Quand on prolonge l’analyse marxiste, on doit immanquablement dresser le parallèle entre la dette publique et la monnaie. Ces deux notions constituent l’avers et le revers de la même réalité, puisque tant l’une que l’autre sont émises par les mêmes Etats. La monnaie est une dette financière tandis que la dette publique est une dette sociale.

Comme la dette publique, la monnaie est souveraine. Et, bizarrement, nous opérons la même confusion mentale avec la monnaie qu’avec la dette publique : nous conceptualisons la monnaie comme un acquis privé alors qu’elle reflète un bien public. Et, malgré que nous en soyons les débiteurs individuels, nous visualisons la dette publique comme une obligation collective qui nous est étrangère alors que nous bénéficions des biens publics. Comme la dette publique, la monnaie mesure la stabilité de l’agencement économique. En effet, une monnaie faible reflète un pays moins compétitif, et inversement. Pour cette raison, la crédibilité monétaire découle rarement d’un acte d’autorité. La garantie de la monnaie est plutôt un état de confiance. Sous cet angle, il est illusoire de croire que la monnaie met à l’abri d’un choc financier systémique. En cas de déflagration financière existentielle, la monnaie ne fournit aucune garantie à sa propre survie.

Si, aux yeux de Marx, la dette publique est un capital fictif, la monnaie ne l’est-elle pas davantage ? N’est-ce pas un immense jeu d’écriture qui repose sur de fragiles conventions ? La réponse est indécise parce que la dette publique et la monnaie sont des actes de convictions partagées.

Mais l’effarante réalité, c’est que lorsque la dette publique est trop importante, ce ne sont plus les créanciers qui obligent les débiteurs : ce sont les débiteurs qui imposent des effacements de dettes à leurs créanciers. C’est pour cela que l’excès d’endettement public met irrémédiablement en péril la monnaie.

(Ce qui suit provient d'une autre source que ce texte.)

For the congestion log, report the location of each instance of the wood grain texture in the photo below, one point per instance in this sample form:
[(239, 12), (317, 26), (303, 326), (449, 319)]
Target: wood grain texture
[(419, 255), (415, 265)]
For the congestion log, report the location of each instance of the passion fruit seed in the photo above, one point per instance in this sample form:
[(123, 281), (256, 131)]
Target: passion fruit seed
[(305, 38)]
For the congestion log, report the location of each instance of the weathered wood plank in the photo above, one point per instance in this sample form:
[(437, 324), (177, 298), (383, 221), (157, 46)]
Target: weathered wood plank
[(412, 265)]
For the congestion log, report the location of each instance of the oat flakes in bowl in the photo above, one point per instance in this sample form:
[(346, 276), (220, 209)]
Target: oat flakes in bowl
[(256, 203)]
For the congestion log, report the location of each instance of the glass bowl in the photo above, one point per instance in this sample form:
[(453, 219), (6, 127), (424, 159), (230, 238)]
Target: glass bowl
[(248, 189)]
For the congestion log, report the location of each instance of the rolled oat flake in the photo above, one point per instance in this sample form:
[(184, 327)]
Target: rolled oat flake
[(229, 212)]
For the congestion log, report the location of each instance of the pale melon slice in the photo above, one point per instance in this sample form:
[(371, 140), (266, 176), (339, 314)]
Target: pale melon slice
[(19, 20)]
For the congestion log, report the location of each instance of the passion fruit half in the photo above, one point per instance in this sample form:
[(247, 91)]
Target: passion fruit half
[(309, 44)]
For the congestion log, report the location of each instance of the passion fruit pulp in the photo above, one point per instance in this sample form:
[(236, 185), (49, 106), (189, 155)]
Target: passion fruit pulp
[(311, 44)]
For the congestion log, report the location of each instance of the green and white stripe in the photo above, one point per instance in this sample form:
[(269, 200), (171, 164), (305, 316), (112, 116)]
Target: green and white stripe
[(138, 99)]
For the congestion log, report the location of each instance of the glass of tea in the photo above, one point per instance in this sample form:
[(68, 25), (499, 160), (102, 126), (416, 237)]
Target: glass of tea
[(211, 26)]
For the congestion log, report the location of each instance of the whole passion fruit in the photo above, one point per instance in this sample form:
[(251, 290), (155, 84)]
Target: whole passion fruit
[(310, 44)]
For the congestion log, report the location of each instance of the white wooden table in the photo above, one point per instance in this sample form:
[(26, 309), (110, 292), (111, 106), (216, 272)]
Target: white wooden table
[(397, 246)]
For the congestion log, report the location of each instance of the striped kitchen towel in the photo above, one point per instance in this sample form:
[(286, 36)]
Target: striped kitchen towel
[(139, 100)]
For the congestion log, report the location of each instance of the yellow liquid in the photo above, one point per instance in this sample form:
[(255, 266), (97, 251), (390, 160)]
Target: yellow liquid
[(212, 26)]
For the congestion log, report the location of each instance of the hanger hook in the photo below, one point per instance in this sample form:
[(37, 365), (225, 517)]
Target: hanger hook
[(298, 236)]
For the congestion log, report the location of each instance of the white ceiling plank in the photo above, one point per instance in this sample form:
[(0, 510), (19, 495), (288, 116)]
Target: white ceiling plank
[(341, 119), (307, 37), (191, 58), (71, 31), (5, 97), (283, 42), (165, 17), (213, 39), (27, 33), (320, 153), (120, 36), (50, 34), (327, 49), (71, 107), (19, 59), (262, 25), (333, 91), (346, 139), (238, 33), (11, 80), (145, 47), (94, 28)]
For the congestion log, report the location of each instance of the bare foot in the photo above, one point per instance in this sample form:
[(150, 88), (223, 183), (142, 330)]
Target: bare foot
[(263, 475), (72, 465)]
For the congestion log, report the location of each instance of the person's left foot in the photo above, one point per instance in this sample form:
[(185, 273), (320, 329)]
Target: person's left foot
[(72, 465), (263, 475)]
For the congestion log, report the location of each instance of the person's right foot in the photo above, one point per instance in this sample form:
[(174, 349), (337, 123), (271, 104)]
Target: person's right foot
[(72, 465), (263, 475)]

Pour résorber la dette, il faut soit dévoyer la monnaie (c’est-à-dire créer de l’inflation), soit effacer les dettes, comme lors du défaut grec ou de la confiscation des dépôts bancaires chypriotes. Dans ces deux cas de figure, il n’est pas possible de rembourser une dette publique incontrôlée sans corrompre la monnaie.

Marx ne pourrait avoir vu juste que si la résorption de la dette publique passe par la confiscation de la propriété privée, c’est-à-dire l’antimatière de l’économie de marché.